A poco vale il rinsavimento di AGSM nel non volerlo più tra le sue strategie, finchè l’inceneritore non verrà tolto dal piano regionale qualsiasi premier di turno potrà sentirsi autorizzato a ripristinarlo senza che nessuno possa più opporre nessun obiezione.

Più vicino a noi assistiamo alla diatriba tra il neo assessore Daniele Polato ed il presidente di Amia Andrea Miglioranzi sulla gestione del ciclo dei rifiuti a Verona ed in particolare sulla raccolta differenziata, Vorremo quindi anche qui dire la nostra: Innanzi tutto dobbiamo evidenziare che la percentuale di raccolta differenziata secondo i dati forniti da AMIA stessa ad un consigliere comunale, a seguito di una richiesta di accesso agli atti, è ben inferiore al 52-53% citato nell’ articolo ma è stata del 49,17 nel 2016 ed è scesa ulteriormente al 48,06 nel primo trimestre del 2017.

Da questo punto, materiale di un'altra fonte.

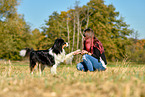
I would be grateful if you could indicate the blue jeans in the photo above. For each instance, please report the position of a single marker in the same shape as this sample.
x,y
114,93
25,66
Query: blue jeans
x,y
90,63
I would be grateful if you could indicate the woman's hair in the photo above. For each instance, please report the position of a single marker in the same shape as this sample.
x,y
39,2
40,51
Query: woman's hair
x,y
89,33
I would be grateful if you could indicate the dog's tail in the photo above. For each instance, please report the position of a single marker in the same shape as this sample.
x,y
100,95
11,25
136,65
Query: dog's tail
x,y
25,52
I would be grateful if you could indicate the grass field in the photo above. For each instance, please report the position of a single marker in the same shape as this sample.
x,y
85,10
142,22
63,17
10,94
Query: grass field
x,y
119,80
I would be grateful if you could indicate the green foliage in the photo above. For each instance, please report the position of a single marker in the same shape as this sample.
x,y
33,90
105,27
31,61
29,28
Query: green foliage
x,y
109,28
14,32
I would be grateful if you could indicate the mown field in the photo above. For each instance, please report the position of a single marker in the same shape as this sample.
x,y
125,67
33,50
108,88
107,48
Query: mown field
x,y
119,80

Rispetto all’obiettivo del 70% previsto dalle normative europee citate nell’ articolo, esiste e va rispettato quanto stabilito dal piano regionale dei rifiuti che prevede di raggiungere una percentuale di raccolta differenziata del 76% entro il 2020.

Le dichiarazioni del presidente di AMIA inoltre, secondo cui “quello che non viene differenziato dal cittadino viene recuperato nell’impianto di Ca’del Bue non risulta essere corretto visto che delle circa 300 tonnellate al giorno di rifiuto indifferenziato portate all’impianto di san Michele circa 100 (carta, plastica, stoffa e tutto quello che brucia) vengono trasformate in combustibile per gli inceneritori dell’Europa dell’est, altrettante 100 (umido contaminato) vengono utilizzate come materiale per ricoprire le discariche ed il resto (altre 100 tonnellate di materiale sporcato dall’ umido e quindi invendibile) vengono mandate in discarica.

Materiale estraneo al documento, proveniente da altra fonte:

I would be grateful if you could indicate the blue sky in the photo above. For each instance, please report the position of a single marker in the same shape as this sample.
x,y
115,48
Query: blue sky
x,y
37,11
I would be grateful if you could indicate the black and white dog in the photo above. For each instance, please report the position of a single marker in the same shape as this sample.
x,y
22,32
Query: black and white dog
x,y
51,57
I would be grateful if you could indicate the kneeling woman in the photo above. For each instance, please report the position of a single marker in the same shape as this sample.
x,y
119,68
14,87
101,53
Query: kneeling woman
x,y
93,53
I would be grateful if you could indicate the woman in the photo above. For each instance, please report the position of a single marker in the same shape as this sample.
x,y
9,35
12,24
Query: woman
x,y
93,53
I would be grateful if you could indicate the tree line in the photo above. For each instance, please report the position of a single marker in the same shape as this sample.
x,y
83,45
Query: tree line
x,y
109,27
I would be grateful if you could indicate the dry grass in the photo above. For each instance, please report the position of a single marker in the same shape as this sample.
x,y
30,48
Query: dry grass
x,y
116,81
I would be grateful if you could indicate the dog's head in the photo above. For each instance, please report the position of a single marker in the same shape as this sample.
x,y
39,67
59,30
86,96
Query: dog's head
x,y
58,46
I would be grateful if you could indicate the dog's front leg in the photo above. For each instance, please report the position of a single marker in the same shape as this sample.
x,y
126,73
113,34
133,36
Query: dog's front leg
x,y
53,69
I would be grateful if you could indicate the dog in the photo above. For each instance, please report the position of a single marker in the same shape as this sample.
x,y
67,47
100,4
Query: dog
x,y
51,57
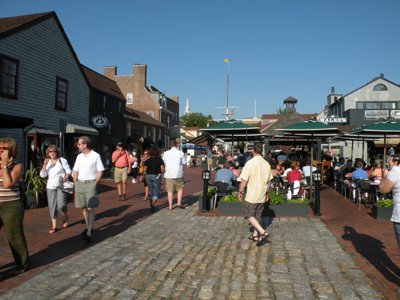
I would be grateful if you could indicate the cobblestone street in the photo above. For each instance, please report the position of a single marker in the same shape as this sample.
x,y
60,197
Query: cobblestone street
x,y
175,254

La separazione dell’umido dal resto dei materiali eviterebbe di sporcarli e quindi ne renderebbe più facile la separazione e la selezione portando ad un ulteriore aumento della percentule di raccolta differenziata con recupero di materia riutilizzabile invece di andare ad alimentare gli inceneritori all’estero.

Con le paure espresse e vista questa situazione chiediamo fortemente alla nuova giunta Veronese che vengano attuate finalmente tutte quelle misure per incrementare la differenziata anche nei quartieri come il nostro e contestualmente che si attivi per sollecitare Venezia a mettere per iscritto quanto promesso.